Two weeks into our journey a diurnal rhythm has emerged – 8:30 breakfast (including a briefing on the day ahead by Richard, who has generously taken responsibility for most route planning and hotel booking). 9:30 – hit the road. Mid morning – coffee break. Light lunch at least-bad roadside cafe. Mid-afternoon – coffee break. Roll into hotel circa 4 or 5. Shower, catch up with emails blogs etc. Group dinner at 7:30.
Susan asked whether it’s possible to enjoy the scenery while riding. The answer is ‘yes’. Although riding requires constant focus on the road ahead, somehow one also absorbs the broader panorama. It’s not at all like being in a car because (as on a bicycle or horse) you don’t just see it, you feel it – the weather, the smells, the splat of the bugs… And, of course, there’s no distracting radio or conversation. So, a very different experience of the world from that of the car driver, but (for me at least) more intense and memorable.
And, because of the focus and physical involvement, the hours fly by.
Today we started by riding through wide, flat, fertile valleys, then Susan chose a route away from the sea and up into the mountains. Fabulous riding. And all the villages were more attractive and better tended than any we’ve seen so far in Greece.
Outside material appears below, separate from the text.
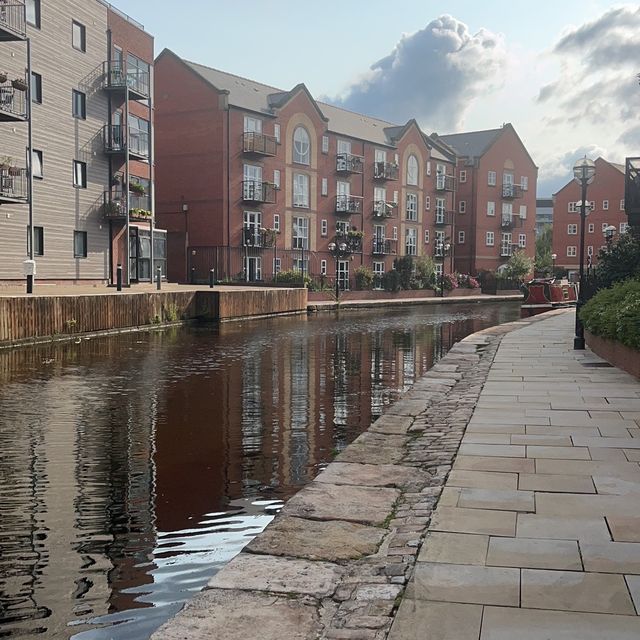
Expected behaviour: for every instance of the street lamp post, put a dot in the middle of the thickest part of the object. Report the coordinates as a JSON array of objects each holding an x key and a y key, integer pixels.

One curious development in Greece is the evolution of the roadside shrine. These used to be made of wood and local stone, hence each was unique and blended to some extent with its environment. Now they are bought pre-made and constructed from brightly colored plastic…
Hey ho…such is ‘progress’.
Ended our day in a modern seaside hotel outside Alexandropolis, positioned to hit the Turkish border first thing tomorrow morning.